La réalisatrice ne règle pas des comptes historiques en s’attaquant à la perversité de la colonisation. Mais, elle y décèle ce qui peut être objet de curiosité, de fascination, en jetant un regard sur une conséquence de la colonisation à la fois émouvante et porteuse d’un idéal humaniste, la « conjonction » des êtres, insoupçonnée qu’elle soit. Elle continue ainsi sa douce « errance » qui l’a si souvent menée vers des rivages où coexistent des communautés humaines, où des minorités s’intègrent sans perdre leur singularité au-delà de la morphologie. Après donc les communautés libanaise et cap-verdienne au Sénégal et celle-là juive au Cameroun, Laurence Gavron jette son regard sur un pan de la mémoire d’une minorité sénégalo-vietnamienne-du monde aussi- qui évoque  la guerre d’Indochine ayant opposé, de 1946 à 1954, la puissance coloniale française aux forces du Viêt-Minh, le front de l’indépendance du Viêtnam. De ce conflit, naît un métissage découlant des unions entre des soldats africains et des vietnamiennes. Cette opposition militaire sur laquelle la réalisatrice ne s’attarde pas décide de plusieurs destins. Certains tirailleurs sénégalais envoyés combattre retournent chez eux avec leurs progénitures et leurs mères. D’autres ont été moins fortunées.

Mixité culturelle
Hélène Lam Ndoye, protagoniste du film, a vécu jusqu’à l’âge de 12 ans au Vietnam avant de découvrir la terre de son père. Quand elle retourne au pays de sa défunte mère vietnamienne suivie par la caméra de Laurence Gavron, l’accueil des « autres siens » la comble d’aise tout autant que ce à quoi elle est habituée au Sénégal bien qu’elle se soit souvent battue, très jeune, avec des écoliers qui se plaisaient à l’appeler « chinoise ».

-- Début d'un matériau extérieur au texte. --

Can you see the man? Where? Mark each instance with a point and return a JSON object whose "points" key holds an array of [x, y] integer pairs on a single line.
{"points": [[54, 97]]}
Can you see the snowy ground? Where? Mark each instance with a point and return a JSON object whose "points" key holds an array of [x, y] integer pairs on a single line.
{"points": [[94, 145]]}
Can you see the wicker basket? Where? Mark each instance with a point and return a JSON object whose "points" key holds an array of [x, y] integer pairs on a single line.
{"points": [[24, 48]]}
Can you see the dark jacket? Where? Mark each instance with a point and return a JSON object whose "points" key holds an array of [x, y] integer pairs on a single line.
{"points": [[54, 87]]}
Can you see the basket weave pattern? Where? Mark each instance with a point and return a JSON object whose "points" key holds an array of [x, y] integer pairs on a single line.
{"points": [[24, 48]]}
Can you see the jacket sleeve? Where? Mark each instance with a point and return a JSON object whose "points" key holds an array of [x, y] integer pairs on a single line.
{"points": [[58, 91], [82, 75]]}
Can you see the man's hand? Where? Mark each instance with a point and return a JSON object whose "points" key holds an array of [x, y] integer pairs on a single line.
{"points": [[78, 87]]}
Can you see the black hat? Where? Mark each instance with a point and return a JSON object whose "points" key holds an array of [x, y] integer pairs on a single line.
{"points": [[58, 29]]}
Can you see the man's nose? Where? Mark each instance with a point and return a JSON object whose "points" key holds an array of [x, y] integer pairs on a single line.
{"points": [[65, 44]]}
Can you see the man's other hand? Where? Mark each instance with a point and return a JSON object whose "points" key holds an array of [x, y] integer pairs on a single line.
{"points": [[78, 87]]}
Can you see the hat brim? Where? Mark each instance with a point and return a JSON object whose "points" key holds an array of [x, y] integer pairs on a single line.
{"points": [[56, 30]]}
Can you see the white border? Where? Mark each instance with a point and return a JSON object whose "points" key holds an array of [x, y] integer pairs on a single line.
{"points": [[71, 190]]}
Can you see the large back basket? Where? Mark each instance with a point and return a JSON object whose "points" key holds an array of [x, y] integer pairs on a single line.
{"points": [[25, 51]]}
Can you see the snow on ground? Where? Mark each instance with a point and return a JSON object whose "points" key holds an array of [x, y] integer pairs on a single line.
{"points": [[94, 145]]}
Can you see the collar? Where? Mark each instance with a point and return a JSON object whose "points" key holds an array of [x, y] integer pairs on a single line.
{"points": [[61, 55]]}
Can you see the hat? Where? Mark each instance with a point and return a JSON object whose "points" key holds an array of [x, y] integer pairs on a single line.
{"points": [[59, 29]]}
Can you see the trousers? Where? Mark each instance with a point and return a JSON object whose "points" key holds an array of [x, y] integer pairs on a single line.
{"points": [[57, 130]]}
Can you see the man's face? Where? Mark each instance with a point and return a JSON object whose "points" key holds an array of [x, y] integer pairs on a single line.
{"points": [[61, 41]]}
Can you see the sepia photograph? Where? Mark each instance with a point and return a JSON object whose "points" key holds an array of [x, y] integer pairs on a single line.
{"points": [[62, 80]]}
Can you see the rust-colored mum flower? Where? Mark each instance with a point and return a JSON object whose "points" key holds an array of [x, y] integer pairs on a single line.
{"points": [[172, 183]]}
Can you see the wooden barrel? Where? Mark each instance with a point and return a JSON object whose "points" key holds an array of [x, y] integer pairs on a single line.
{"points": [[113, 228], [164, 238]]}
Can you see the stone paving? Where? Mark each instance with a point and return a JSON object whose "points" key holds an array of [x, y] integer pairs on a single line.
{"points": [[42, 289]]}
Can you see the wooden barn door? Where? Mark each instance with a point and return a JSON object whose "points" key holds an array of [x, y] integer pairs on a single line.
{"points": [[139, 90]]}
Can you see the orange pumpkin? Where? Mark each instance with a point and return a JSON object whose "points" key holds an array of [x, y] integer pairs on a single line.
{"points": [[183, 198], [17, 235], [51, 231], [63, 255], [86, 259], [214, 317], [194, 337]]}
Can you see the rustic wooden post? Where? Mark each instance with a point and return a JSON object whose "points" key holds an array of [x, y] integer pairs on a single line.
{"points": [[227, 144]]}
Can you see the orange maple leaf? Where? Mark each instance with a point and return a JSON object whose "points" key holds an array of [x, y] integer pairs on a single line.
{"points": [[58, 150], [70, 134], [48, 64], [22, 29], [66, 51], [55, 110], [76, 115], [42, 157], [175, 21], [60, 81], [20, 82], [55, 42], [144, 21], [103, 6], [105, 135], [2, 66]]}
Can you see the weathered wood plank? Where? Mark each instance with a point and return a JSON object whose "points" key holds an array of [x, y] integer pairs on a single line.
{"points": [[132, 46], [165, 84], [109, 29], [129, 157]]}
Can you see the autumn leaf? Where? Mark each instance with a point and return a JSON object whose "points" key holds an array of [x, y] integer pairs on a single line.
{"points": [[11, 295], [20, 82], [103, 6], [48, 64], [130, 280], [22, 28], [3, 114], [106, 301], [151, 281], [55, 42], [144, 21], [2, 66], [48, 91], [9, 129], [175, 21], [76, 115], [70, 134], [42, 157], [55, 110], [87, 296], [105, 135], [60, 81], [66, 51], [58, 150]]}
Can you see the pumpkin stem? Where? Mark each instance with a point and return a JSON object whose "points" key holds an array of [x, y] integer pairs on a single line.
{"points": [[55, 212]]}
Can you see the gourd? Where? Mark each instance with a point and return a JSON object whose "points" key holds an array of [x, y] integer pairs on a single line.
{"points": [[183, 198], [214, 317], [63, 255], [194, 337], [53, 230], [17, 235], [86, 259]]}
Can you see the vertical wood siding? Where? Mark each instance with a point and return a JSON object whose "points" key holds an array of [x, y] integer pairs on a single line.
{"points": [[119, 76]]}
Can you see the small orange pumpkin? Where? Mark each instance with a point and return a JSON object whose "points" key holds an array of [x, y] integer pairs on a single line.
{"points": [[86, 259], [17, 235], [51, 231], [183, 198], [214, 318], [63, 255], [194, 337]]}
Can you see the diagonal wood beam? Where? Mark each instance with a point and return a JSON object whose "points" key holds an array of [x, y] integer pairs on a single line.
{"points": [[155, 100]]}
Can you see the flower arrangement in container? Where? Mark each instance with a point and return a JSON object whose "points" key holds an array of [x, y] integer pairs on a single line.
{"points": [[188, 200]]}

Mme Ndoye, parlant parfaitement vietnamien, est au croisement de deux cultures très proches que la colonisation n’a pas réussi à altérer.

Elle porte une double identité qui est le produit de sa trajectoire historique. Ce film est aussi un hommage à la femme vietnamienne dont les valeurs prédisposent à s’intégrer dans toutes les sociétés où le travail et le courage sont le sceau de la dignité. Elles ont fait fi des considérations raciales pour s’unir à des « grands Nègres » pour ainsi reprendre une voix émue de l’assistance.

L’oncle de la bonne dame dans le documentaire dit une chose qui confirme l’ouverture d’esprit du peuple vietnamien quand il s’est agi d’épiloguer sur la couleur de la peau de Monsieur Ndoye, futur époux de sa sœur : « Son argent n’était pas noir et son cœur était bon ».

Les délires exquis d’un jeune homme métis sénégalo-vietnamien se moquant de ses « Mémés » et de leur élocution ne sont pas une banalité. Ils interpellent sur le devenir de cette minorité. La nouvelle génération portera-t-elle le flambeau de la mixité culturelle ? Hélène Lam Ndoye qui trouvait en ses parents des interlocuteurs valables de la langue vietnamienne dit s’efforcer de la transmettre à sa progéniture.

Celle-ci, à défaut d’y parvenir, pourra toujours assoupir le remords dans les images proposées par Laurence Gravron qui, après 15 ans à « chercher le fil du film », construit un pont humain, « biologique » entre le Sénégal et le Vietnam.